In a previous post, I created a simple deployment pipeline using Github Actions. A major drawback was having to trigger deployments from outside the Kubernetes cluster which risks exposing credentials. Additionally, a push-based approach means that a transient error when invoking the deployment operation would fail the pipeline and require manual intervention.
Kubernetes-native CI/CD tools promise to solve these problems. The idea is to run operators in Kubernetes that will run the pipeline within the cluster based on changes in your code repo.
My plan was to start with the CD portion first, keeping the CI portion in Github Actions. After some cursory research, ArgoCD seemed to be the clear winner here, so I chose it.

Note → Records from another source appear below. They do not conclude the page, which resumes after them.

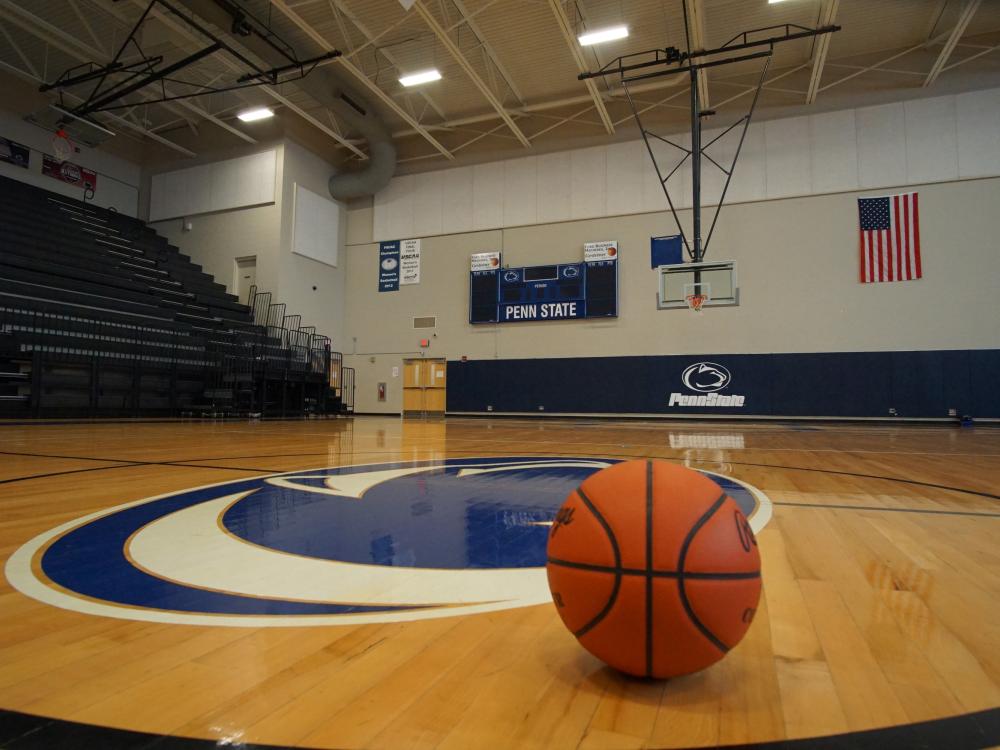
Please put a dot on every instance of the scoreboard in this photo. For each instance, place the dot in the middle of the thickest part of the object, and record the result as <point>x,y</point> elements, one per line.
<point>557,292</point>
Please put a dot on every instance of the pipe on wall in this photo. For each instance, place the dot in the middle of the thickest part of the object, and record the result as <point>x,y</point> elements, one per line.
<point>328,87</point>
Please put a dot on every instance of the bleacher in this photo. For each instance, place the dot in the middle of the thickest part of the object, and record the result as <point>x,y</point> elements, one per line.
<point>101,316</point>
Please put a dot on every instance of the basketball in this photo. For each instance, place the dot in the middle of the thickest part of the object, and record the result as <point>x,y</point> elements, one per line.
<point>653,568</point>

Installation was straightforward. However, to expose it using an ingress rule, I had to pass “–enable-ssl-passthrough” to my ingress-nginx controller. On DigitalOcean Kubernetes, this option is not set by default, so I needed to patch the controller deployment:
To make it easier to access from my local machine, I added a
/etc/hosts entry with a fake hostname (argocd.empapi.io) pointing to the public IP of the ingress load balancer. Then, I created an ingress rule (note the annotations for ssl passthrough):
We’ll keep our manifests in a separate git repo and structure it in the following way:
manifests ├── base │ ├── emp-api-deployment.yaml │ ├── emp-api-ingress.yaml │ ├── emp-api-svc.yaml │ └── kustomization.yaml ├── production │ ├── increase_replicas.yaml │ ├── ingress_hostname_patch.yaml │ └── kustomization.yaml └── staging ├── ingress_hostname_patch.yaml └── kustomization.yaml
This is the recommended layout for gitops with kustomize - base configs with overlays for different environments. You can view the manifests for the sample app on GitHub
What ArgoCD does is conceptually very simple - it takes a repo with a set of manifests and makes sure they are synced with the cluster. You can set it to continually watch a repo for changes, or manually trigger the sync process. It supports many kinds of manifests, including kustomize which is perfect for us.

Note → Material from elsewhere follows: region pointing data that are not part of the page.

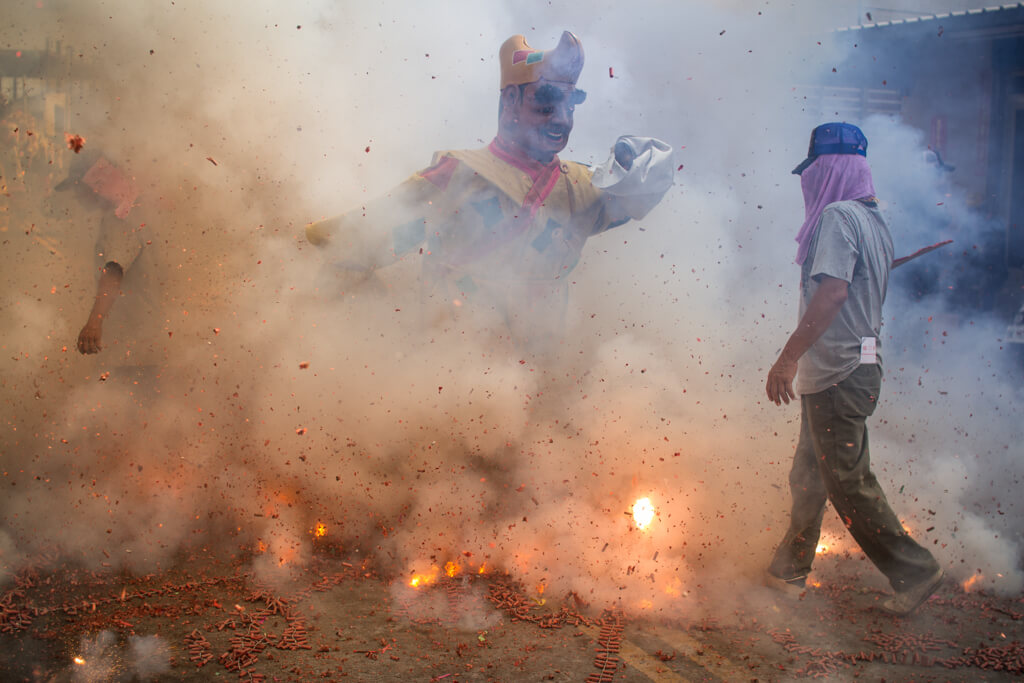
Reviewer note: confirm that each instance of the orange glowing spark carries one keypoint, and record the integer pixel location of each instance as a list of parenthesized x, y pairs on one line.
[(643, 513), (420, 580)]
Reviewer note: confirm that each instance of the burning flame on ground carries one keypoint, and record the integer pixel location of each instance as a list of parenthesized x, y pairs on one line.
[(420, 580), (643, 513)]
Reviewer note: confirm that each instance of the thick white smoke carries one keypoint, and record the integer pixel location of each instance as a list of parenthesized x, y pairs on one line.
[(286, 408)]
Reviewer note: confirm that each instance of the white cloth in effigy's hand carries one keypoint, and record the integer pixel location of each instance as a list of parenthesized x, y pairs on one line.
[(651, 172)]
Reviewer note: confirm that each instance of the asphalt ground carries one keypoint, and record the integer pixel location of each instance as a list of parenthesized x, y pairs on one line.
[(335, 620)]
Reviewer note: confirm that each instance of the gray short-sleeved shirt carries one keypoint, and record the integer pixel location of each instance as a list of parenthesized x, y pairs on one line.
[(853, 244)]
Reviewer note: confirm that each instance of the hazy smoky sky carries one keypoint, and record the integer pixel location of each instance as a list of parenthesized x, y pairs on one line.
[(417, 449)]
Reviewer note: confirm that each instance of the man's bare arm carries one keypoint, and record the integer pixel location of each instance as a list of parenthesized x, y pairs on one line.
[(90, 338), (921, 252)]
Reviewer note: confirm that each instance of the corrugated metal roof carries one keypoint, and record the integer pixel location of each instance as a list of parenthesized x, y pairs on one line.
[(982, 16)]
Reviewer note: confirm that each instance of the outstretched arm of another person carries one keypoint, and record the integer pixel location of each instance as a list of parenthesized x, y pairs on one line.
[(90, 338), (821, 310)]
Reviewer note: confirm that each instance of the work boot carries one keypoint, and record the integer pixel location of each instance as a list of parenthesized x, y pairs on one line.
[(906, 601)]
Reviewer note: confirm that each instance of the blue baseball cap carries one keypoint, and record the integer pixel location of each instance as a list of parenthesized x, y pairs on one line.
[(834, 138)]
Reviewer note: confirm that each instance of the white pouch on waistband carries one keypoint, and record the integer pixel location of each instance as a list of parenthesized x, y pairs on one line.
[(868, 350)]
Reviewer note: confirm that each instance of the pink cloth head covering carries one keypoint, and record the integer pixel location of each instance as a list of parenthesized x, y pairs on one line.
[(829, 178)]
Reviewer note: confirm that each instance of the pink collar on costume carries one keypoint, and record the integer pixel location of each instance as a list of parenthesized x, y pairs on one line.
[(512, 154)]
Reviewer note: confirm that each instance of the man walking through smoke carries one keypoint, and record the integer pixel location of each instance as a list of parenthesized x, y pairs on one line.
[(499, 228), (846, 255)]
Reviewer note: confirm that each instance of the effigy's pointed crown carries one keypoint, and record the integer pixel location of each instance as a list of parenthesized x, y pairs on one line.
[(520, 63)]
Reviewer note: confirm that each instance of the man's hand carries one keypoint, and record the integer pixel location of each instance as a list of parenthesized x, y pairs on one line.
[(90, 336), (779, 383)]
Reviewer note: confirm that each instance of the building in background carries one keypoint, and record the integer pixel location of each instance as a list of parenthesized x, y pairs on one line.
[(958, 78)]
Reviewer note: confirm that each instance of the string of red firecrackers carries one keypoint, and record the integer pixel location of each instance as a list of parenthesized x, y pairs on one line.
[(509, 595), (904, 648)]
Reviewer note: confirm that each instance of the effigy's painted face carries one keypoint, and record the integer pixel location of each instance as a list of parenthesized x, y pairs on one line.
[(540, 117)]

The basic resource type is an “Application”. Let’s create an ArgoCD app for the staging environment:
The command is fairly self-explanatory. Note that the destination server is the local kubernetes API server. ArgoCD can deploy to different clusters which is probably what you want in an actual production setup – separate clusters for dev/staging/prod and ArgoCD running in an “admin” cluster capable of deploying to each.
When you first create the app, the resources in the manifest are in state “OutOfSync”:
Let’s sync it:
Then, wait for it to complete:
You can verify that the deploy was successful by checking the deployment status as well.

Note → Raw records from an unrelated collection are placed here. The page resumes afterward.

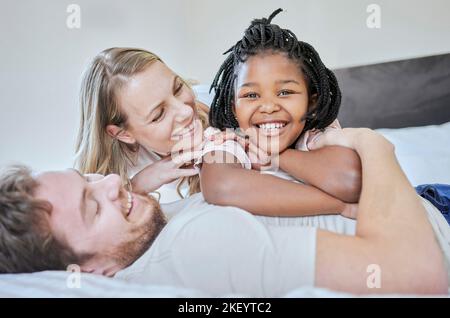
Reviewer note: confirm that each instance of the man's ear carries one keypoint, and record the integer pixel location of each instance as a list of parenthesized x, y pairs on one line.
[(120, 134), (93, 266)]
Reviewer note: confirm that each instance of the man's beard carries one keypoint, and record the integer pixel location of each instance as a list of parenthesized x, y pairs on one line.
[(128, 252)]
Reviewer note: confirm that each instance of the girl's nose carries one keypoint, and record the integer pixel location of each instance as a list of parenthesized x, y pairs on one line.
[(269, 107)]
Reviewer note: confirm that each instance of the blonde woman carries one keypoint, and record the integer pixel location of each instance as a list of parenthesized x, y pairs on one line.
[(135, 113)]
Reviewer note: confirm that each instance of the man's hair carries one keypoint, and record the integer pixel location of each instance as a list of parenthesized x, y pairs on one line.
[(26, 240), (261, 37)]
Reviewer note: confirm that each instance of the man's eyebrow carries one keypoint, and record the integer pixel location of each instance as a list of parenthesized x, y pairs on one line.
[(82, 206), (174, 81)]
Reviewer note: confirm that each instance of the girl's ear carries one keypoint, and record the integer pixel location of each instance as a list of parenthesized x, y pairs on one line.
[(120, 134), (312, 103)]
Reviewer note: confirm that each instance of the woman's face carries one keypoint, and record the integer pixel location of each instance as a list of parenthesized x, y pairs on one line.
[(160, 111)]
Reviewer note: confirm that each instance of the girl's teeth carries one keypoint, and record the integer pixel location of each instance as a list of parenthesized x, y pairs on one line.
[(272, 126)]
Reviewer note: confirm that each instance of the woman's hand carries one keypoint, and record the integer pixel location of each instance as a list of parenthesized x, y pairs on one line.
[(162, 172)]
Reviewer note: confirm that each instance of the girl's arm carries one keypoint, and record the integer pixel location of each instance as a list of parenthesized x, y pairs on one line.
[(335, 170), (261, 194)]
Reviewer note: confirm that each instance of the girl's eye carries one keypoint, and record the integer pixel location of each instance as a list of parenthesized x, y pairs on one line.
[(159, 116), (285, 93), (251, 95)]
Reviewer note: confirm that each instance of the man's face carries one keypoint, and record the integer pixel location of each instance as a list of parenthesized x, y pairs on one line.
[(95, 215)]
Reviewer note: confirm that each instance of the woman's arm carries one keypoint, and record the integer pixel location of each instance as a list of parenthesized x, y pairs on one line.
[(334, 170), (262, 194)]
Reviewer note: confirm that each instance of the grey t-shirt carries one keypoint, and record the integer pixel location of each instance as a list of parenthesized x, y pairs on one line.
[(226, 250)]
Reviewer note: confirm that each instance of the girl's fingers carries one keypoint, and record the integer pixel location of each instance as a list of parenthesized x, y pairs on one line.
[(179, 173), (180, 159)]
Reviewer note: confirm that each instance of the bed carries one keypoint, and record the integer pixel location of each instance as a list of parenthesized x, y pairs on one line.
[(407, 101)]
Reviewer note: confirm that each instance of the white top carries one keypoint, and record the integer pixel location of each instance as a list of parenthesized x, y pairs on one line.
[(224, 250)]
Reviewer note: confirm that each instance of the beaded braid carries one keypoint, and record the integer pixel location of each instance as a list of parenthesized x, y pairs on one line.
[(262, 36)]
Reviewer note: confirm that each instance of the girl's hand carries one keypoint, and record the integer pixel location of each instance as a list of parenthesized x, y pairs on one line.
[(258, 157), (162, 172)]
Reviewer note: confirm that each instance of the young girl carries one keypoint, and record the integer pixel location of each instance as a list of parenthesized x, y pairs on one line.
[(277, 90)]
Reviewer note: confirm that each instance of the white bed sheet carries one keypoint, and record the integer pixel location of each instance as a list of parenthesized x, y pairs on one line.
[(423, 152)]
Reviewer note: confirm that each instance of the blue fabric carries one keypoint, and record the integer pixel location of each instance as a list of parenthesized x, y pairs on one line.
[(438, 195)]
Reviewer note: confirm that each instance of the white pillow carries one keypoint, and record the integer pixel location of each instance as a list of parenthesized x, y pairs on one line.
[(423, 152)]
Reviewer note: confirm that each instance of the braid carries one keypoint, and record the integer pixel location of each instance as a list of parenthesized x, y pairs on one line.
[(262, 36)]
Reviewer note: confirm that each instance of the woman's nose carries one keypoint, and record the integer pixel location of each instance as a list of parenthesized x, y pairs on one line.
[(182, 111)]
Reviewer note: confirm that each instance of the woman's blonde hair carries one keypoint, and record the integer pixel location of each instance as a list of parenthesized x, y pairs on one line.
[(96, 150)]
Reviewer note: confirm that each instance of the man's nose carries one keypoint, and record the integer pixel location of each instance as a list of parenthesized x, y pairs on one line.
[(111, 184)]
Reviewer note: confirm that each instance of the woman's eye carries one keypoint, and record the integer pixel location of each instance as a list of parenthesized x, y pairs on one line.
[(179, 87), (159, 116)]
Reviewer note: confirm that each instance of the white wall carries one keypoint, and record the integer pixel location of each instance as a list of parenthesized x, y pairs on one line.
[(41, 60)]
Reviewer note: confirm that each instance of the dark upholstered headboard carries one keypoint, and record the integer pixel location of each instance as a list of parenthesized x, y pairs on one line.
[(413, 92)]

ArgoCD, as the name suggests, only does the deployment portion of a proper CI/CD pieline. We’ll need to pair it up with another tool that will do the CI portion and hook into ArgoCD to do deployment. I was planning to use Jenkins since I have experience with it, but coincidentally, I came across the DigitalOcean challenge. The challenge requires you to use Tekton. I’d never heard of Tekton before, and their claim of “K8s native CI/CD tool” got me interested.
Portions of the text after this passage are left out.